After a rather heated auction, Netflix will pay a "low-seven-figure" sum for the screen rights to Matt Query's short horror story "My Wife and I Bought a Ranch," Deadline confirmed Friday. The tale of terror is currently available to read in six parts on Reddit.

Query's brother, Harrison, will write the screenplay, with Scott Glassgold of Ground Control Entertainment producing alongside Shawn Levy's 21 Laps and James Wan's Atomic Monster.

The story follows Harry (a former soldier) and Sasha, a couple who buy a ranch in Idaho, unaware that a malicious spirit visits their dream home at the start of each season. "There are certain steps that must be followed to keep the spirit out of their house, and the tension and violence grows with each gory ritual as the duel between the spirits and the ex-Marine soldier becomes personal," writes Deadline, which compared the Query's style to Stephen King and M. Night Shyamalan.

Warner Bros. Television is hoping to resume production on its Vancouver-based shows in late August.

Deadline brings word that "the situation remains fluid" in the age of coronavirus, but actors have been given the required 30-day notice, "informing them that their services for the 2020-21 season will commence in August, subject to SAG approval." At this time, tentative start dates fall between August 20-27. Naturally, all actors are required to self-isolate for two weeks, according to British Columbia health mandates. Cameras would start rolling immediately after the quarantine period ends.

The FlashRiverdale, and Superman and Lois are among the series that are planning a return to set. Earlier this month, Supernatural crew members began arriving in Canada; the long-running program still needs to finish shooting the last three episodes of its 15th and final season.

Many shows in 2020 were forced to end early due to the abrupt shutdown caused by virus in March.

The Dragon Prince has scored an additional four seasons at Netflix. The animated fantasy series will now end after seven epic installments, which was always the overall plan, writes IGN.
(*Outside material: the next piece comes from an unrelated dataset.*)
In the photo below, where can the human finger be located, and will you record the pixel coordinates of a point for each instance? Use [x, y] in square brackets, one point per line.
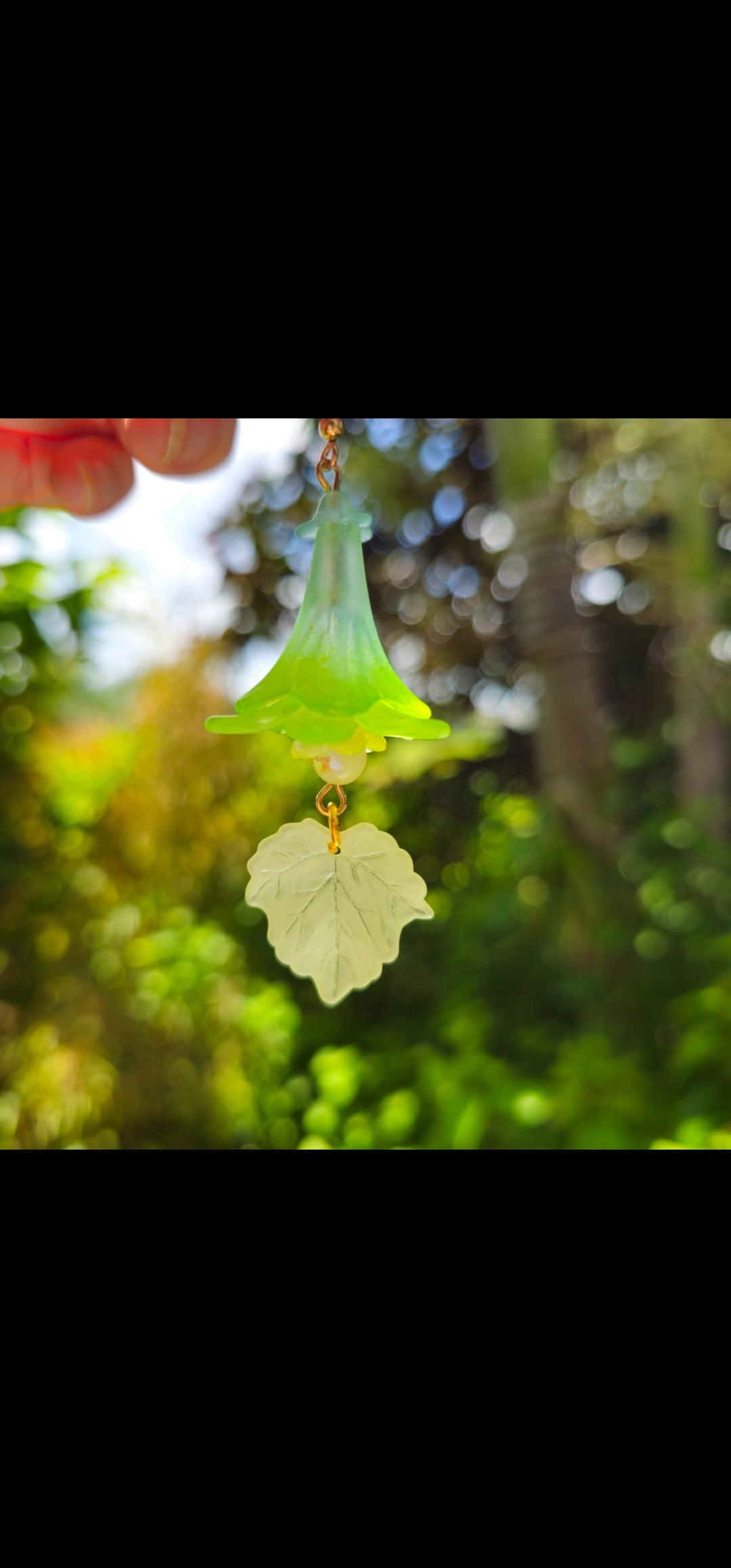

"Netflix has picked up the whole saga," co-creator Aaron Ehasz revealed during the show's Comic-Con@Home panel Friday. "We feel incredibly grateful to the fans and the community who have been so passionate. After Season 3, the swell of passion and love around the show; the amount of art and talk online; and people politely telling Netflix how badly they wanted this story to continue was so inspiring, and it worked. We have a lot of work to do."

The first three seasons are now available to stream on Netflix.